Dass ein Kind nicht nur durch die natürliche Verbindung von Mann und Frau zustande kommt, sondern auch durch das künstliche Einführen von Samen in die Gebärmutter, ist seit Ende des 19. Jahrhunderts bekannt. Mittlerweile werden jedes Jahr in Deutschland ca. 1.000 Kinder nach "medizinischer" Samenspende geboren und mehr als 2.000 Kinder nach einer bei uns verbotenen Eizellspende im Ausland. Und das mit stark zunehmender Tendenz.

Nicht jede Frau, die ein Kind auf die Welt bringt, ist dessen biologische Mutter –, aber auch die Leihmutterschaft ist in Deutschland verboten. Eine Embryonenspende findet derzeit im rechtsfreien Raum statt, genaue Zahlen sind nicht bekannt. Es gibt aber allein in Deutschland ca. 100.000 tiefgefrorene Embryonen nach In-vitro-Fertilisation, von denen nur ein kleiner Teil von den genetischen Eltern zur "Adoption" freigegeben wird.
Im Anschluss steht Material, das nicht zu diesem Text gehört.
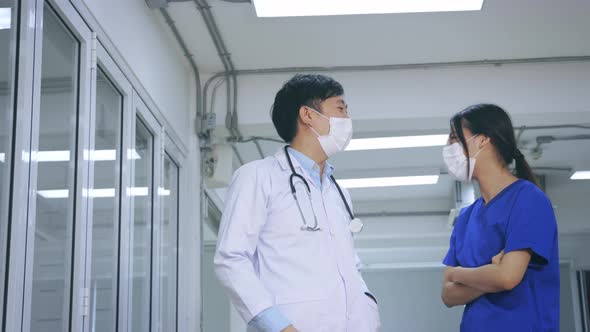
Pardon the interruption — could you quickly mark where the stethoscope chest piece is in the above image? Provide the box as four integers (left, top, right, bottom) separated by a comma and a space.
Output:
348, 218, 364, 234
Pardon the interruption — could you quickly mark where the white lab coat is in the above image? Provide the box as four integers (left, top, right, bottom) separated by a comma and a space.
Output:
215, 149, 380, 332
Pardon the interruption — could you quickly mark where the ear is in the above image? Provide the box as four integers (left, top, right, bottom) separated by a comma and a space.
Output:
478, 135, 492, 149
299, 106, 312, 125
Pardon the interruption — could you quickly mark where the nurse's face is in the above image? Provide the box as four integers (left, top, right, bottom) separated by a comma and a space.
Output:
310, 96, 350, 135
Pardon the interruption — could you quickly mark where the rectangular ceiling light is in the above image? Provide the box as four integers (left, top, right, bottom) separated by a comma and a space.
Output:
89, 188, 115, 198
346, 135, 449, 151
37, 189, 69, 198
0, 8, 12, 30
127, 187, 149, 197
254, 0, 483, 17
84, 149, 141, 161
35, 151, 70, 162
570, 171, 590, 180
338, 175, 439, 189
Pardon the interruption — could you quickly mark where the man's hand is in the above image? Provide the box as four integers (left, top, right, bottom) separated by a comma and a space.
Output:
492, 250, 504, 265
281, 325, 299, 332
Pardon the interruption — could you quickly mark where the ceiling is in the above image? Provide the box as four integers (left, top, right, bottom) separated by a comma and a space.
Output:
164, 0, 590, 73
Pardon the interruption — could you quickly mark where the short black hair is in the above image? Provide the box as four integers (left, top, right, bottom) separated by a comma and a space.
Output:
271, 74, 344, 143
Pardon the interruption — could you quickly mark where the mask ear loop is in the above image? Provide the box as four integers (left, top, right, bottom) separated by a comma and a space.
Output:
305, 106, 332, 137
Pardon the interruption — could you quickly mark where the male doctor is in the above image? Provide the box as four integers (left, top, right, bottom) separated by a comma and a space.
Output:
215, 75, 380, 332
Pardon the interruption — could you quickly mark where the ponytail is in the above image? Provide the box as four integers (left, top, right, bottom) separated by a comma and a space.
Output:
514, 149, 539, 187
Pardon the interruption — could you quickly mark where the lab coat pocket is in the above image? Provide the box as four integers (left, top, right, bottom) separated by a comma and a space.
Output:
365, 296, 381, 331
278, 300, 329, 332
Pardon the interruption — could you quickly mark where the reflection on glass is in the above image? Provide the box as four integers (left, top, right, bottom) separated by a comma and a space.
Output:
89, 69, 123, 331
31, 6, 79, 331
128, 119, 154, 332
158, 154, 178, 332
0, 1, 16, 324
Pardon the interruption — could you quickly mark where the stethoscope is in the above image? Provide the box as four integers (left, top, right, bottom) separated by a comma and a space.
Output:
285, 146, 363, 233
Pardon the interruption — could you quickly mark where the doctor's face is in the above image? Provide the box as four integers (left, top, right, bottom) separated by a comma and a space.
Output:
311, 96, 350, 135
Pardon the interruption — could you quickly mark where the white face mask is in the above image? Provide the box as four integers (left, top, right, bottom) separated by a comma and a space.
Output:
309, 107, 352, 157
443, 135, 483, 182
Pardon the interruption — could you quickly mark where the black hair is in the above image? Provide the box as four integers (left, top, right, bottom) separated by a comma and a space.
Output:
271, 74, 344, 143
451, 104, 538, 186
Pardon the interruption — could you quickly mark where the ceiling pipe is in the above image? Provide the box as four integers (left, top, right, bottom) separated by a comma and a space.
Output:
160, 8, 203, 137
206, 54, 590, 161
202, 55, 590, 86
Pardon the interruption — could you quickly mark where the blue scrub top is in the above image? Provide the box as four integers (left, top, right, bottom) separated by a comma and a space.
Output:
443, 180, 559, 332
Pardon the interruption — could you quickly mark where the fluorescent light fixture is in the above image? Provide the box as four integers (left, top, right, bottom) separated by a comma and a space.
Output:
346, 135, 449, 151
0, 8, 12, 30
127, 187, 149, 197
89, 188, 115, 198
254, 0, 483, 17
84, 149, 141, 161
34, 151, 70, 162
37, 189, 69, 198
338, 175, 439, 189
570, 171, 590, 180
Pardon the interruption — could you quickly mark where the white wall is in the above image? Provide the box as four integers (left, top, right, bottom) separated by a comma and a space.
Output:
84, 0, 201, 331
216, 62, 590, 133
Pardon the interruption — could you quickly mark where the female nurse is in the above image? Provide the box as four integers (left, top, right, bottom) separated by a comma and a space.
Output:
442, 104, 559, 332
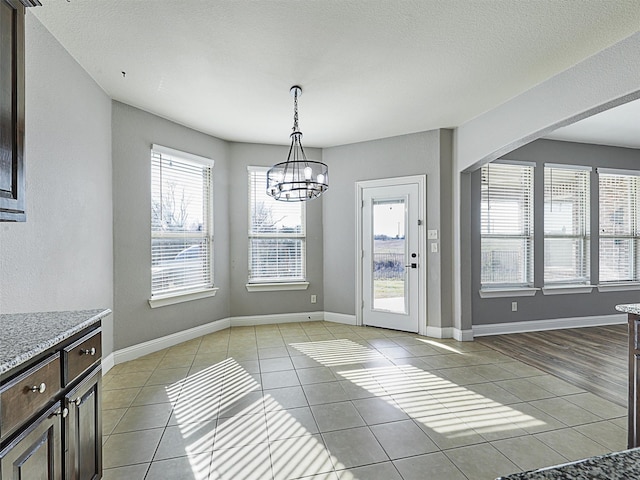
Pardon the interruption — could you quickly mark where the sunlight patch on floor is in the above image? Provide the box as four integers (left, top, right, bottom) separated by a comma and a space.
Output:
166, 358, 345, 480
290, 339, 384, 367
416, 337, 464, 355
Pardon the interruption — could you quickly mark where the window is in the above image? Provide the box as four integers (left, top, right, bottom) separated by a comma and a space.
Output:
598, 169, 640, 283
248, 167, 306, 283
481, 163, 533, 288
544, 164, 591, 285
151, 145, 213, 298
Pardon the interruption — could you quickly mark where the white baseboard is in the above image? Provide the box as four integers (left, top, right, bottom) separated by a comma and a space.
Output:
324, 312, 356, 326
112, 318, 230, 365
102, 312, 488, 368
231, 312, 324, 327
427, 325, 453, 338
473, 313, 627, 337
453, 328, 473, 342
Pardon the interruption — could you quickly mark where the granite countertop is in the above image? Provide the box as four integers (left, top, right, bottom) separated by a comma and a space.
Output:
497, 448, 640, 480
616, 303, 640, 315
0, 309, 111, 374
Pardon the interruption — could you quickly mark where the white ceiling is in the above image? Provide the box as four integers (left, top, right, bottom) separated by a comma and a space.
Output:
30, 0, 640, 147
545, 100, 640, 148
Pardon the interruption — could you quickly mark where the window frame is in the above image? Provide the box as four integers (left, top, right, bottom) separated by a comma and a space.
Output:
479, 159, 539, 290
245, 165, 309, 292
597, 168, 640, 284
149, 144, 218, 308
542, 163, 593, 286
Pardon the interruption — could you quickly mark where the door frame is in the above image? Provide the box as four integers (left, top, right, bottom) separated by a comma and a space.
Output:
355, 175, 429, 335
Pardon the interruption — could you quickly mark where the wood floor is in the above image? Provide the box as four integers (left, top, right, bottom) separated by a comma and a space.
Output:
476, 324, 628, 407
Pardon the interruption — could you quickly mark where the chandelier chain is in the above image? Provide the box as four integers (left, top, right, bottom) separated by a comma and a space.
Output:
293, 88, 298, 133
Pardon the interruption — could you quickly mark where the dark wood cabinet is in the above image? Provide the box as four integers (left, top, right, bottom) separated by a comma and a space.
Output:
65, 365, 102, 480
0, 0, 26, 222
0, 402, 63, 480
0, 322, 102, 480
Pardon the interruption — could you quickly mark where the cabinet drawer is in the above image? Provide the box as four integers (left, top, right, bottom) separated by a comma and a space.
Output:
0, 353, 61, 439
63, 328, 102, 386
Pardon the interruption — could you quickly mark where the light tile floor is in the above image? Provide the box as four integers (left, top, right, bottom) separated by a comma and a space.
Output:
103, 322, 626, 480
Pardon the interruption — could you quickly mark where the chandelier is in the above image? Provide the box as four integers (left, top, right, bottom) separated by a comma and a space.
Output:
267, 85, 329, 202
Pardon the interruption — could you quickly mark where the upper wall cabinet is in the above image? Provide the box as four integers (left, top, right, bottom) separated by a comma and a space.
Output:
0, 0, 40, 222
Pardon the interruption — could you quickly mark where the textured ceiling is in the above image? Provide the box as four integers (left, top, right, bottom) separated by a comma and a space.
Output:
545, 100, 640, 148
30, 0, 640, 147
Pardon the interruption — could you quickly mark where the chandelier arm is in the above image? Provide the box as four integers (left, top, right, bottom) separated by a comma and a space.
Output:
267, 86, 329, 202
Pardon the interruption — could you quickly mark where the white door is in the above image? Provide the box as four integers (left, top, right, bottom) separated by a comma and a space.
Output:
359, 177, 426, 333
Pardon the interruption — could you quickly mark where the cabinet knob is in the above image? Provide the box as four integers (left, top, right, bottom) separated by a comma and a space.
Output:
29, 382, 47, 393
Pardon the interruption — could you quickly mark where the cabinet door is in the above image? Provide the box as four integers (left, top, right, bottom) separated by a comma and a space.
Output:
65, 365, 102, 480
0, 0, 26, 222
0, 402, 62, 480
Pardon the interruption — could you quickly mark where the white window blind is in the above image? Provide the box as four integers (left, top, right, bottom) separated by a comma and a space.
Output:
248, 167, 306, 283
151, 145, 213, 298
598, 173, 640, 283
481, 163, 533, 288
544, 165, 591, 285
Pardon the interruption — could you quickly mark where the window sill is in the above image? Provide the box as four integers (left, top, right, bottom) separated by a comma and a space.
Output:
246, 282, 309, 292
598, 283, 640, 292
542, 285, 595, 295
149, 287, 218, 308
479, 287, 540, 298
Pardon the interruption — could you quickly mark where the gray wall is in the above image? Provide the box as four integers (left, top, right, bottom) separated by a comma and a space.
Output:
0, 15, 113, 354
471, 140, 640, 325
323, 130, 452, 326
112, 101, 230, 350
229, 143, 324, 316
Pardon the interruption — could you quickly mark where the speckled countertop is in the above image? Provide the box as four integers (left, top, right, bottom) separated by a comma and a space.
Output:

Auf der Tagung "Verantwortliche Elternschaft – interdisziplinäre Perspektiven auf Gameten- und Embryonenspende", die vom 08. –09. 09. 2016 im Zentrum für Gesundheitsethik in Hannover stattfand, wurden die vielfältigen Aspekte, offene Fragen, gesetzliche Unklarheiten und Verunsicherungen in Beiträgen aus Philosophie, Theologie, Rechtswissenschaft, Reproduktionsmedizin, Psychotherapie und Selbsthilfe beleuchtet und diskutiert.

Wann beginnt menschliches Leben?

Kinderwunsch hat viele Gründe, die genannten Methoden kommen besonders bei Menschen mit medizinisch begründeter Infertilität und Frauen über 45 Jahre zum Einsatz, aber auch bei sogenannten Regenbogen-Verbindungen und bei alleinstehenden Frauen.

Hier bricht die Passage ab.